Generally, Berlin is an open-minded city. But, in recent weeks, the number of attacks with a racist motivation seems to have increased. The most recent ones were reported this past weekend.
Berlin, August 22nd, 2022 (The Berlin Spectator) — On Saturday, the Berlin Police Department sent officers to a mall in the German capital’s Gesundbrunnen neighborhood. When they got there, security agents were holding a 32-year-old man who is suspected of racist violence. According to a young lady who works at a sports store there, the suspect came to the shop to try sneakers.
When the 21-year-old clerk offered assistance, he insulted her in a racist fashion and spat at her. Then he supposedly walked towards her with clenched fists. A man aged 25 who is a witness in this case tried to calm down the suspect by talking to him. As a result, the aggressive customer hit him. At this point, several customers at the store stepped in. When the police arrived, the suspect had a bump on his head. At this moment, he tried to attack the cops with fists. Of course, he was taken into custody, but released again later.

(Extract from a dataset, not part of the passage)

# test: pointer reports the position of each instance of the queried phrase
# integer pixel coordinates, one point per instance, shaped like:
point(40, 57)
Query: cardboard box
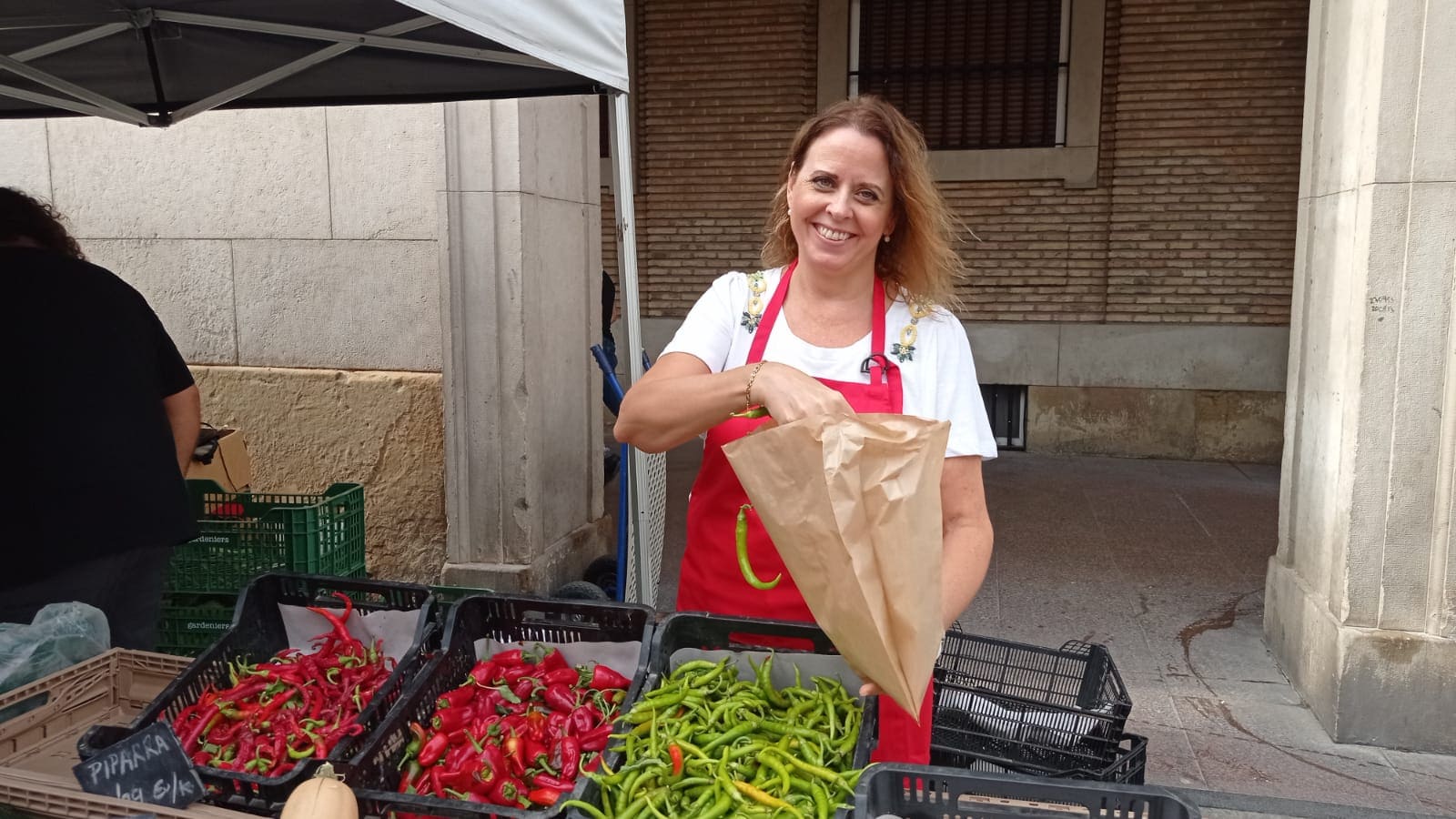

Investigations into hate crimes are the responsibility of the Berlin Police Department’s State Office of Criminal Investigations. The officers there deal with racism, antisemitism and similar forms of hatred. Depending on how grave the case is, suspects might be locked up until a judge decides what to do with them. In less serious cases, like this latest one, the culprits will be released after being questioned, but they should expect legal consequences.

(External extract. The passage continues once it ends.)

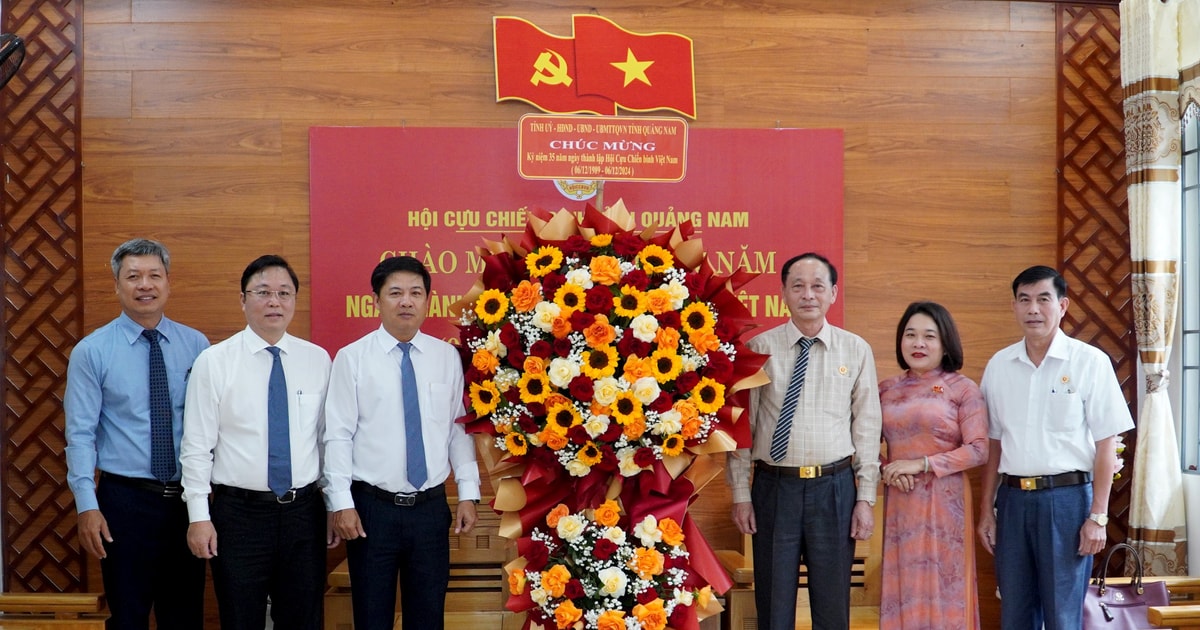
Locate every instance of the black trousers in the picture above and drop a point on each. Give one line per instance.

This past weekend, another disgusting case of racist violence in Berlin was reported. Officers were called to a supermarket at Emmentaler Strasse in the Reinickendorf borough. A 34-year-old woman who had gone there to shop with her 15-year-old son told them she had been insulted by a man and a woman outside the shop. When she had told them to leave her alone, the suspect had punched her arm.

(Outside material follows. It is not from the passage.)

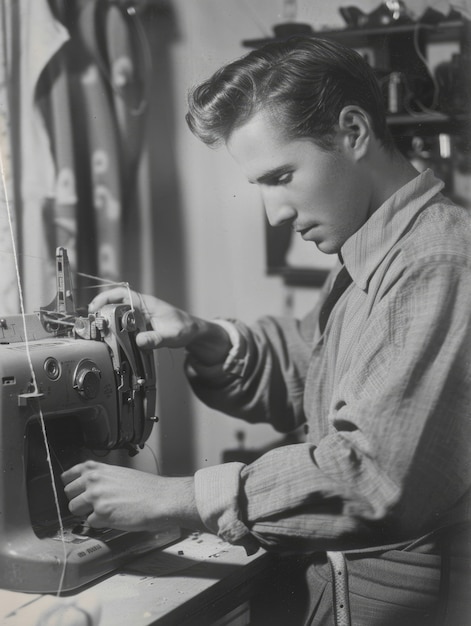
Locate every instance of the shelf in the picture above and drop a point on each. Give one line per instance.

Now, her teenaged son stepped it. He was hit in the face by the man the police are looking for now. He and the woman he was with left the scene in a car, but not without threatening the victims. In this case, employees of the discount supermarket had to step in to stop the attack. It is unclear whether there is camera footage the police can use to identify the attacker or whether anyone remembered the suspect’s number plate.
Three weeks ago, a 25-year-old man told the police he had ordered a vehicle to the ‘S-Bahn’ train station Greifswalder Strasse. According to his statements, the driver insulted him in a racist way and refused to take him anywhere. Then, he sprayed irritant gas into his face. Now, the driver is wanted for insult and aggravated battery.
Experts believe that many incidents of this kind are not being reported to the police, meaning there might be a high number of unknown cases. Hate crimes should be reported. People of color, Jews, homosexuals, and members of other minorities should feel safe in Berlin. The sooner racists, antisemites, homophobic contemporaries and other haters are brought to justice the better.